The file you attached is correct, and the same modified DOMPrint that I
used before return the ZWJ characters in the content of getTextContent.
Could you show us the code you are using to read the file?
Alberto
jinesh kj wrote:
hi,
I dumped using mysql -X command which will give me output as xml file.

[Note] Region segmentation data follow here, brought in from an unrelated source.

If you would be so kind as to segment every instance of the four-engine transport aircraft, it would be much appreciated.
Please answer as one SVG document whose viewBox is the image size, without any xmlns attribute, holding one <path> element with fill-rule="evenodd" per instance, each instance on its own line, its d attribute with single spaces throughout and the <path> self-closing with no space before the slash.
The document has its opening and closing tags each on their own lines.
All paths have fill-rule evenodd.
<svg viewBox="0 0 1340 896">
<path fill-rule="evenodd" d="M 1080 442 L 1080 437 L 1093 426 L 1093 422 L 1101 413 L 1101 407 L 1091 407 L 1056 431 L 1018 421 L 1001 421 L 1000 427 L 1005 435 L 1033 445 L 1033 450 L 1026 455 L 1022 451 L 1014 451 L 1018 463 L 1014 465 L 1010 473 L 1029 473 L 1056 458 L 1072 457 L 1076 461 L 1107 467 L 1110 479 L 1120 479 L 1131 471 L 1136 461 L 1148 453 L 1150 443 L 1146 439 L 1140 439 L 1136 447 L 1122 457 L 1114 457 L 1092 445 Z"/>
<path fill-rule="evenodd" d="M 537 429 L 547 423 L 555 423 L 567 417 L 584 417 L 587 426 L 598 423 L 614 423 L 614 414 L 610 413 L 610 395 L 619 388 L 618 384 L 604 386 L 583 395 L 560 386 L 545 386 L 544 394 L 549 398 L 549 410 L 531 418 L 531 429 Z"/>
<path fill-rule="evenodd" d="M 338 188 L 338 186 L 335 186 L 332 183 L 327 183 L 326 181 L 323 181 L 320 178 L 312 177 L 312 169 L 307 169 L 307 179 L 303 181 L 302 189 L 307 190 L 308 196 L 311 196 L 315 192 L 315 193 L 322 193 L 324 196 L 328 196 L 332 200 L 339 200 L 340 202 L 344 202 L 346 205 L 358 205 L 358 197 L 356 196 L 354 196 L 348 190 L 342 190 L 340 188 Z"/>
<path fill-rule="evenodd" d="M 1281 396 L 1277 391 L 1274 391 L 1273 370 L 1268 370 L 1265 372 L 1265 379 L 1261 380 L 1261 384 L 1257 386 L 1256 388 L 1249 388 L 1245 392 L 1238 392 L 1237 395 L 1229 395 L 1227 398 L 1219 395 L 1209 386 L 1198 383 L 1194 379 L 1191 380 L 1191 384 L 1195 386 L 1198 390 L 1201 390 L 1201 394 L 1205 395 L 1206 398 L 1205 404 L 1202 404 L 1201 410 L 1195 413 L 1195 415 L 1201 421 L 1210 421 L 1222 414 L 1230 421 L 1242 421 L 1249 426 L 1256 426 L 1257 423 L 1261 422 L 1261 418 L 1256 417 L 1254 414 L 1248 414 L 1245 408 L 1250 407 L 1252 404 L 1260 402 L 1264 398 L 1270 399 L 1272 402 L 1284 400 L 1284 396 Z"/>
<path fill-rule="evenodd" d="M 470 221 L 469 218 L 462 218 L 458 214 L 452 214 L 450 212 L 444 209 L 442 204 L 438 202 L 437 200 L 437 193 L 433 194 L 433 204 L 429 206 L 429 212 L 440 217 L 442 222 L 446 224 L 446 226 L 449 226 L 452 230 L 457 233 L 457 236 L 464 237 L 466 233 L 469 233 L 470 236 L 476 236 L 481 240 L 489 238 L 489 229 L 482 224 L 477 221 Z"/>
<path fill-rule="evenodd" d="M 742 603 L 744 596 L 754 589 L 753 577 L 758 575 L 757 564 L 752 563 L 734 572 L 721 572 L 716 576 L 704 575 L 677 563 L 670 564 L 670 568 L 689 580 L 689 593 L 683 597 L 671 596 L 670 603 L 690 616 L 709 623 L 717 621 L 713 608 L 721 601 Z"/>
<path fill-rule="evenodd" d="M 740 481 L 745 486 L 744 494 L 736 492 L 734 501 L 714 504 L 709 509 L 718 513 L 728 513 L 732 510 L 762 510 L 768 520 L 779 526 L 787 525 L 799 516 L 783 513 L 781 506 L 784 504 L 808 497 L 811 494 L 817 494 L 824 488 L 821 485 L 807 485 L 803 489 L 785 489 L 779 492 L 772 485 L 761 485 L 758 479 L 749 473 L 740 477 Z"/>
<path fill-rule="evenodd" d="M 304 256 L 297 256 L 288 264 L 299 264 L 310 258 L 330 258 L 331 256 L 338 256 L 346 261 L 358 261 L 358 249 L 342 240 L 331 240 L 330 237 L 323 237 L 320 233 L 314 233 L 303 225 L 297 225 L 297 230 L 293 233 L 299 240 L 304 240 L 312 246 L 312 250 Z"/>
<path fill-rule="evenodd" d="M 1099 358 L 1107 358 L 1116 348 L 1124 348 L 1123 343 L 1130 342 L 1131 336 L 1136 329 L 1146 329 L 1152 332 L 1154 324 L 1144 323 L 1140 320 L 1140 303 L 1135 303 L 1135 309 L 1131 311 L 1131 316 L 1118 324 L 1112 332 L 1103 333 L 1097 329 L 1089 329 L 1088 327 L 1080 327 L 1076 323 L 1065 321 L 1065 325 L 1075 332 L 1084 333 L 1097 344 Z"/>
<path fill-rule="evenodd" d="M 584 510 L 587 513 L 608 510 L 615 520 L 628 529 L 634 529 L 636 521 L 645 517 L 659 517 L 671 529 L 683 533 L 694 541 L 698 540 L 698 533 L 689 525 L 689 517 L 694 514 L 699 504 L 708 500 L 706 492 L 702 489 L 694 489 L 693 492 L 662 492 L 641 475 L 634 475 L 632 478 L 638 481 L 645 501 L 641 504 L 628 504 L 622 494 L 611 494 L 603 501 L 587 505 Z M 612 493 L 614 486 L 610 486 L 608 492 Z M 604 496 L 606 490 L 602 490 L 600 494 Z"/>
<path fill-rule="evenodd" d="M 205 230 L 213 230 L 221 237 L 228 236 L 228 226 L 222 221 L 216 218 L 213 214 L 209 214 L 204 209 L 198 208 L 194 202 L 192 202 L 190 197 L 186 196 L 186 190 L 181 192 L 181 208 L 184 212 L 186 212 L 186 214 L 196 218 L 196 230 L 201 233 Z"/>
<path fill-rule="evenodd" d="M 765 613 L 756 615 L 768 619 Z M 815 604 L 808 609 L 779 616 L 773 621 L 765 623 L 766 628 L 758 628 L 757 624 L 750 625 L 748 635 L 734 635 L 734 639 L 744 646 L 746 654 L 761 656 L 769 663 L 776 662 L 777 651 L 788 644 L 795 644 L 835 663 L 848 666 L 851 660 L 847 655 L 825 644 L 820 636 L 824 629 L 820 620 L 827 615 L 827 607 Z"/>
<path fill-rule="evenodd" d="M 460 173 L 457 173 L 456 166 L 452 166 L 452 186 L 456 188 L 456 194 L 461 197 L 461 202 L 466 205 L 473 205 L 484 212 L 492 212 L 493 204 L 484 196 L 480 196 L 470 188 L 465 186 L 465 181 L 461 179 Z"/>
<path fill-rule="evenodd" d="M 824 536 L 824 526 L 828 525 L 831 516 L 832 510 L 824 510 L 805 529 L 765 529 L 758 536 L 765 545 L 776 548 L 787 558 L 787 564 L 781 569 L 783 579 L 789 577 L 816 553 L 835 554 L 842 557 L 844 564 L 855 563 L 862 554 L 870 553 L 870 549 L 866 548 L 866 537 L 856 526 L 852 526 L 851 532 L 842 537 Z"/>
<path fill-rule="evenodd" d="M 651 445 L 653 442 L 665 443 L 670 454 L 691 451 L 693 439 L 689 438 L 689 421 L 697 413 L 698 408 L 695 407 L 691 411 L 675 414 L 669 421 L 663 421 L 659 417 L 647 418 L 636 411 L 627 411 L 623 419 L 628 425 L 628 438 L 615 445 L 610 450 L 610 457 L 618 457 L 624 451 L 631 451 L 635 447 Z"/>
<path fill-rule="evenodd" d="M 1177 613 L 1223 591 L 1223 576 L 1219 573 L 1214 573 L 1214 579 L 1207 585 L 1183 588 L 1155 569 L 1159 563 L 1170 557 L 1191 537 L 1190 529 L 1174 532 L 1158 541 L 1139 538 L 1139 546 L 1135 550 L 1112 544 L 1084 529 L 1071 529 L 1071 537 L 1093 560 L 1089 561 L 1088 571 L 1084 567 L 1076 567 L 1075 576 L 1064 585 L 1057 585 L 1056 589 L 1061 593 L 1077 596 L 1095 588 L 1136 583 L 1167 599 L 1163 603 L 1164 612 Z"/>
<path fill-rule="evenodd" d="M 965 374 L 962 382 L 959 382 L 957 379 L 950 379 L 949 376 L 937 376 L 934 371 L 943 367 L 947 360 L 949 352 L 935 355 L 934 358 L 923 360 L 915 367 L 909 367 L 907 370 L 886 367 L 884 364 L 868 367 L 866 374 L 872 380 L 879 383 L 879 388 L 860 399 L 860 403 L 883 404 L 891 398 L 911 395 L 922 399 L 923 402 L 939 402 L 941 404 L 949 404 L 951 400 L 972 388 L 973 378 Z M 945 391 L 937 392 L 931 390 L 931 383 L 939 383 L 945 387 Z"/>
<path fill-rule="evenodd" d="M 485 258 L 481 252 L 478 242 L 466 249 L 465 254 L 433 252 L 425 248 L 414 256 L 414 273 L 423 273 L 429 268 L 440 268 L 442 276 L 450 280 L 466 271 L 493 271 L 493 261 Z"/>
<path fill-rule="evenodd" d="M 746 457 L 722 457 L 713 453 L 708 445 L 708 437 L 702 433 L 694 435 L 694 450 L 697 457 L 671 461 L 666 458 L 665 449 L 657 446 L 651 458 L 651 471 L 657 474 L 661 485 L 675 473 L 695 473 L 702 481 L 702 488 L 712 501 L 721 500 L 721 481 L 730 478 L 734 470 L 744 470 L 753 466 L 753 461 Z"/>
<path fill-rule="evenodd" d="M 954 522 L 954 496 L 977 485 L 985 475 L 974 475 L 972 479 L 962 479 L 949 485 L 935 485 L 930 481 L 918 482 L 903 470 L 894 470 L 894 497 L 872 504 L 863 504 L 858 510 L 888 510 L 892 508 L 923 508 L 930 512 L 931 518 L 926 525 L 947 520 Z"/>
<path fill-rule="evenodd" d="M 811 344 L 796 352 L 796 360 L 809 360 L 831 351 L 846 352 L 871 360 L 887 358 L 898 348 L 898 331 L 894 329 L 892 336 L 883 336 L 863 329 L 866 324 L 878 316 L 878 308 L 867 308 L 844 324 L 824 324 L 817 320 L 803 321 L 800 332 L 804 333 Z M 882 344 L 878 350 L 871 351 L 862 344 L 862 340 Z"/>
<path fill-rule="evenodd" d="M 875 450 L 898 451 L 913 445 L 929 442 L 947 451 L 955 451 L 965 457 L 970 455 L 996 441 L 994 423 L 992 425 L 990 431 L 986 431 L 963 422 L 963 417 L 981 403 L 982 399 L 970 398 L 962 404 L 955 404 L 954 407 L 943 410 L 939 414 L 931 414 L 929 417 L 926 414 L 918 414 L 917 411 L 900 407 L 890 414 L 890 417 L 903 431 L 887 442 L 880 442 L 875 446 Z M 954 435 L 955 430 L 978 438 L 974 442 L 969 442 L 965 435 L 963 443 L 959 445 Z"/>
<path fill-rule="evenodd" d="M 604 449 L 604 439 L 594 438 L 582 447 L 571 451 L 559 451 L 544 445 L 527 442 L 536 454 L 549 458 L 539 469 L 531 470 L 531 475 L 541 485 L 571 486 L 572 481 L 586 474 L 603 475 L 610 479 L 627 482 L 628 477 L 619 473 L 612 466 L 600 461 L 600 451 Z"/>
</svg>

I dont know whether there is any problem with my xml files. Is there
any specific notation to represent the ZWJ and ZWNJ in xml files?
I am attaching an xml file i have.
Thank you for your help, and if you have a better idea what to do with
the xml file when i get characters like these, or any links to those
details, please point me.
regards
Jinesh K J
On Nov 28, 2007 4:46 PM, Alberto Massari <[EMAIL PROTECTED]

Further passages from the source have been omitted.